# Can a USB internet adapter work on a USB extension cable?



## zakaria (Jun 3, 2020)

Hello, I have a  USB internet adapter but my PC is in my room PC upstairs can I put it in a USB extension cables  (5 m) and throw it through my window so it will be closer to the wireless modem it gets stronger signal ???
(I am not joking that is my case" complicated one")
please help me


----------



## TheLostSwede (Jun 3, 2020)

Bad, bad, bad idea.
First of all, water and electronics don't mix, it rains outside and if the dongle is going to hang outside, well, it's going to get wet...

Run a network cable to the router, it's going to give you better performance either which way. Ideally you don't want that hanging outside the window either, but it would at least go back inside and if done neatly, it's a much better solution.


----------



## Regeneration (Jun 3, 2020)

You can buy a bigger antenna to hang by the window. DealXtreme and AliExpress have these kind of products. You will also need WiFi adapter with a removable antenna to plug it in.









						WiFi Signal Amplifier High Gain 4G Antenna Booster
					

I like this from DX. Find the cool gadgets at a incredibly low price with worldwide free shipping here.



					www.dx.com


----------



## Grog6 (Jun 3, 2020)

zakaria said:


> Hello, I have a  USB internet adapter but my PC is in my room PC upstairs can I put it in a USB extension cables  (5 m) and throw it through my window so it will be closer to the wireless modem it gets stronger signal ???
> ...




Yes, you can do that.

You will want to make it weatherproof, though.

You can use a cola bottle, Glass or plastic, that will fit the parts you want to use.

Feed the dongle into the bottle, then use RTV, wax, or pine tar to seal the bottle around the cable.

Make sure it's shielded from direct sunlight, or it will overheat.  
A piece of white paper taped across the outside will work.
It may overheat just being in a bottle, sealed up, from its own power. 
If it quits in the day, and works at night, overheating is the problem. 

Be sure to use a "Drip Loop" anywhere you go into a building; you loop the wire with a low spot, and then being it up to the window, so water won't run down it into your house.
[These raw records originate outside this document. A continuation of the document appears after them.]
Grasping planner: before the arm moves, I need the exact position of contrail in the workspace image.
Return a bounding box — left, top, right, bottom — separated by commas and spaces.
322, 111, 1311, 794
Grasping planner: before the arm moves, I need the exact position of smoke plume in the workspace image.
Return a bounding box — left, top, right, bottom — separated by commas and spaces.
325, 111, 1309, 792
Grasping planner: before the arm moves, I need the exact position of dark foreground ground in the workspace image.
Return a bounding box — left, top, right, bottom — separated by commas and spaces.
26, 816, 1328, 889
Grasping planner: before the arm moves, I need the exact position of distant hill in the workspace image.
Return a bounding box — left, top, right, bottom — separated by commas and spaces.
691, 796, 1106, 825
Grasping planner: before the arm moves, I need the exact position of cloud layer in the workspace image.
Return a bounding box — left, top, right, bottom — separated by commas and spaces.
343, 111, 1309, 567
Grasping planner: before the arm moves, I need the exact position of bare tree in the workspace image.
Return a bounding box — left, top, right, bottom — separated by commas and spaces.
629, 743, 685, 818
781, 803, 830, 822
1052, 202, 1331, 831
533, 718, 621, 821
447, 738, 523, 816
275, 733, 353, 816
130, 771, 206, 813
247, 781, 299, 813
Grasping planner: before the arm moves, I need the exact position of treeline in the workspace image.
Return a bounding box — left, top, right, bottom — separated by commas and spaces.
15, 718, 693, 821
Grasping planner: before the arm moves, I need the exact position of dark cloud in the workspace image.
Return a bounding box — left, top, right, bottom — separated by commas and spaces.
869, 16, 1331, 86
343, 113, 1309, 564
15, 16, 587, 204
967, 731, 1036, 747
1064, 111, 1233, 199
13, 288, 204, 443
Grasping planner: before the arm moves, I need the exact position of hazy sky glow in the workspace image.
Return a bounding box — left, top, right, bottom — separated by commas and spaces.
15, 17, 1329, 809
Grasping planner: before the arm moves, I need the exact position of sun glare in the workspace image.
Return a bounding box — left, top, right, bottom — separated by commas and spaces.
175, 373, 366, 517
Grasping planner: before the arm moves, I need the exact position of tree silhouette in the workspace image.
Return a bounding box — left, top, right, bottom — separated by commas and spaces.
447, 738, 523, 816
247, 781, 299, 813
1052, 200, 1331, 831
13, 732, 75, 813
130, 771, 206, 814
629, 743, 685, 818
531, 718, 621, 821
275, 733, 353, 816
I figured you deserved an answer to the question you asked.


----------



## dirtyferret (Jun 4, 2020)

zakaria said:


> Hello, I have a  USB internet adapter but my PC is in my room PC upstairs can I put it in a USB extension cables  (5 m) and throw it through my window so it will be closer to the wireless modem it gets stronger signal ???
> (I am not joking that is my case" complicated one")
> please help me



Your case is hardly complicated and like the yet to be found elongated tiger stated, using the USB dongle outside is not a good idea.  Using an Ethernet cable, MoCa adapters, powerline adapters are all hardwired solutions.  Using a wi-fi extender, a powerline/AP combo kit, an old router in AP/extender/bridge mode are some wireless solutions.


----------